Filed under: Uncategorized — acagle @ 12:50 pm

Lewis Roberts Binford (1930-2011)

I am very sorry to inform you that Professor Lewis Binford, the scholar whose name evokes an entire intellectual movement within archaeology, has passed away. His optimism and intellectual fervor have been a major influence on several generations of archaeologists.

Lewis Roberts Binford was born on 21 November, 1930. He graduated from the University of North Carolina (Bachelors), and the University of Michigan (Masters and PhD). He produced over 150 publications in the last 50 years, many of which became seminal papers in archaeological theory and method.

Very irritating web site, I’ll try to get a newer and better link up eventually.

Unlike Dunnell, I have no personal memories of Binford apart from how I came across him professionally. I guess at UW in the Dunnell era he was something of a common foil for our papers examining the New Archaeology. Also unlike Dunnell, Binford’s contributions to the field are widely acknowledged and his influence great. His name is virtually synonymous with the New Archaeology.

I’ll probably do a longer post later when I can do some more cogitating on it. Frankly, I really hated having to read his papers because I really didn’t like his writing style. It seemed so roundabout and wordy and I very often had no idea how he got from point A to point B and have to go back and read several paragraphs before I saw the connections.

Otherwise, I am off to the cemetery for some more headstone recording since it’s finally nice out. . . .

UPDATE: Rather than attempt my own ‘eulogy’ if you want to call it that, I’ll just link to a couple of obits and tributes:

“Lewis Binford led the charge that pushed, pulled and otherwise cajoled archaeology into becoming a more scientific enterprise,” says David Meltzer, Henderson-Morrison Professor of Prehistory at SMU. “The impact of his work was felt not only here in America, but around the world. Much of how we conceptualize and carry out archaeology in the 21st century is owed to Lew’s substantial legacy.”

Kristina Killgrove:

Every grad student entering the anthropology program at UNC hears the same possibly apocryphal story. In 1949, when Morehead Planetarium wanted a giant sundial in their rose garden out front, the archaeologists on campus help set it up, including a certain young undergraduate anthropology major by the name of Lewis Binford. On Monday, Binford – a giant in the world of archaeology – passed away.

Those are actually the only two I found right off the bat. More to come. Probably.

My first real exposure was his part in the Binford-Bordes debate on the meaning of variation in the Mousterian. As that link indicates, this was an early form of the style-function debate that Dunnell later latched onto.
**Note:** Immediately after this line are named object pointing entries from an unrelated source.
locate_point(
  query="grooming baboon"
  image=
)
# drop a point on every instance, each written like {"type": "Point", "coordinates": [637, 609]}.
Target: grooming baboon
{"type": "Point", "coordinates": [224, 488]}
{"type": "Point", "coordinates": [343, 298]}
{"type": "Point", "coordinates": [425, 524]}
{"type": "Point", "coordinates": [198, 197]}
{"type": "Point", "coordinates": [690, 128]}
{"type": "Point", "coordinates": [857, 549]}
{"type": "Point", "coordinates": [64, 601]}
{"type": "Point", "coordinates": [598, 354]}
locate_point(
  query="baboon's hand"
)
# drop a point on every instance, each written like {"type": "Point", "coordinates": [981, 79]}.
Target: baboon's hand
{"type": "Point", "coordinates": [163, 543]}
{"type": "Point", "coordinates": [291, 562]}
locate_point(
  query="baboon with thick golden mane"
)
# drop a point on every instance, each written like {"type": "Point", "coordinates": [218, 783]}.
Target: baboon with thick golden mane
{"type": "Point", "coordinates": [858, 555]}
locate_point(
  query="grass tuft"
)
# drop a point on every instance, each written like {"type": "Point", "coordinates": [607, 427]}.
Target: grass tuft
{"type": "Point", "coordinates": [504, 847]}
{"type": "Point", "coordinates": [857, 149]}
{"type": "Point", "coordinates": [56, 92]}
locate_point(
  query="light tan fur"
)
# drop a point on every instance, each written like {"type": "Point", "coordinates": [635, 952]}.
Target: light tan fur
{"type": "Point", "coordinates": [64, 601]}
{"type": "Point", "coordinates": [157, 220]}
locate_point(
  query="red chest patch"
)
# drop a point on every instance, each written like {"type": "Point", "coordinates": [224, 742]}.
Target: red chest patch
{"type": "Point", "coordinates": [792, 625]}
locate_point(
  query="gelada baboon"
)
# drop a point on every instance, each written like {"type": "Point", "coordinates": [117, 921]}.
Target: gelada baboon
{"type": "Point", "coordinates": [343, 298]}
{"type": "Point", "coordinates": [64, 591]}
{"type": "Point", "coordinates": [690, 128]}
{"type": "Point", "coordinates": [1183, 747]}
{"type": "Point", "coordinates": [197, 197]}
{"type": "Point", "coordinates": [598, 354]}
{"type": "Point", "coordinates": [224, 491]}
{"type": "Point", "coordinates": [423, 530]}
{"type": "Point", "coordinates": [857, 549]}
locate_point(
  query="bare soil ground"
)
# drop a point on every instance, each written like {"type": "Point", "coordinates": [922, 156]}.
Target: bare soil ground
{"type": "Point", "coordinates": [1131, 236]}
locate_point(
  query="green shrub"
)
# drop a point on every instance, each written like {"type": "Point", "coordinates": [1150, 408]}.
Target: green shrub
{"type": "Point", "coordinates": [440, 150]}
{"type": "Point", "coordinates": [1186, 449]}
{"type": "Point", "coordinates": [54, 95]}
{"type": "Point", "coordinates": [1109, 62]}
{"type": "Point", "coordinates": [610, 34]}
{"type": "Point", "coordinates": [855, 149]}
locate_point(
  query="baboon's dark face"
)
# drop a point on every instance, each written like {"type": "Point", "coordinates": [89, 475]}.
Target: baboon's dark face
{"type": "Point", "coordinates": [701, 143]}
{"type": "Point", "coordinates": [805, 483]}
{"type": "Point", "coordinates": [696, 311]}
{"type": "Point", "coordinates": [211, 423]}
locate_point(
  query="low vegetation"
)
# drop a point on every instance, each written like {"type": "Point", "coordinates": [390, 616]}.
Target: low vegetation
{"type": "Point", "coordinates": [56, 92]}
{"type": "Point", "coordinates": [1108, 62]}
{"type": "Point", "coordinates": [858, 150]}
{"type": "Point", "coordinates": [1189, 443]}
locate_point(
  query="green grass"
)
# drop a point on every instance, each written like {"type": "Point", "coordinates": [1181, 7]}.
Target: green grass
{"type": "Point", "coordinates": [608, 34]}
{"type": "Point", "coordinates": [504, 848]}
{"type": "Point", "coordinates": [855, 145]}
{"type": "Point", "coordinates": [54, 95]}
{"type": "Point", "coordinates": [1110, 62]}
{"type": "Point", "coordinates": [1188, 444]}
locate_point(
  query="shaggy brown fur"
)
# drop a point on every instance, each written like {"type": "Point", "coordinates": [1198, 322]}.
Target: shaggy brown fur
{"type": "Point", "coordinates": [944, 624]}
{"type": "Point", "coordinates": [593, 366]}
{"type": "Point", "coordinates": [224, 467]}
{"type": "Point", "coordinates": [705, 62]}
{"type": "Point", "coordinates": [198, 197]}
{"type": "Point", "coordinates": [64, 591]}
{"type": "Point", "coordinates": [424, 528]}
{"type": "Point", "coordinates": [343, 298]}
If you’re interested in a more in-depth discussion, you can wade through this document which has this nice summary:

[T]he Bordes-Binford debate is emblematic of the differing traditions within the discipline of archaeology as it was practiced by American and French scholars and that an understanding of the debate furthers understanding of how archaeology developed and is practiced and conceptualized in those countries today.

We usually make some sort of distinction between before the New Archaeology and after, as if there is some great divide that is obvious to all. It’s not that simple, of course. Archaeologists had been doing much the same thing before Binford et al. came up with their “scientific” archaeology, and one could argue that some of what the “old” culture historians were doing was in many ways far more scientific than the New Archaeology. They had, for example, developed a quantitative, replicable methodology for putting non-stratified assemblages into chronological order: seriation. Trouble was, they didn’t have any really explicit theory to go along with it and so their reasoning as to why it worked (though probably correct in a way) never sounded particularly rigorous, and they also tried to extend their typologies into other areas that they weren’t suited for — after all, the types were developed to tell time, not for anything else. And they had carried out a lot of ethnohistoric work in order to explain the past as well. Half of Kidder’s Southwest Archaeology is purely ethnographic, for example.

And, you know, part of this whole “that was them then, this is us now” is a bit of demagogy as well. It behooves young turks in any discipline to portray the “old guard” as doing something old and uninteresting while the new guys are new and exciting and, in this case, explicitly scientific. Eh, whatever, it’s part of the process.

He certainly touched on a lot of areas. Just off the top of my head (and a little Googling) gets me the Binford-Bordes debate, smudge-pits and hide smoking (analogy), the Pompeii Premise, middle-range theory, and Nunamiut ethnoarchaeology. Those first two are links to original papers so be sure to read them.

So, like him or hate him, agree with him or not, there was no ignoring him, and he and his contemporaries and followers changed the discipline. The exact balance of positive/negative influence won’t be known for decades, but one can’t deny that his work infused a new energy into archaeology and archaeologists generally.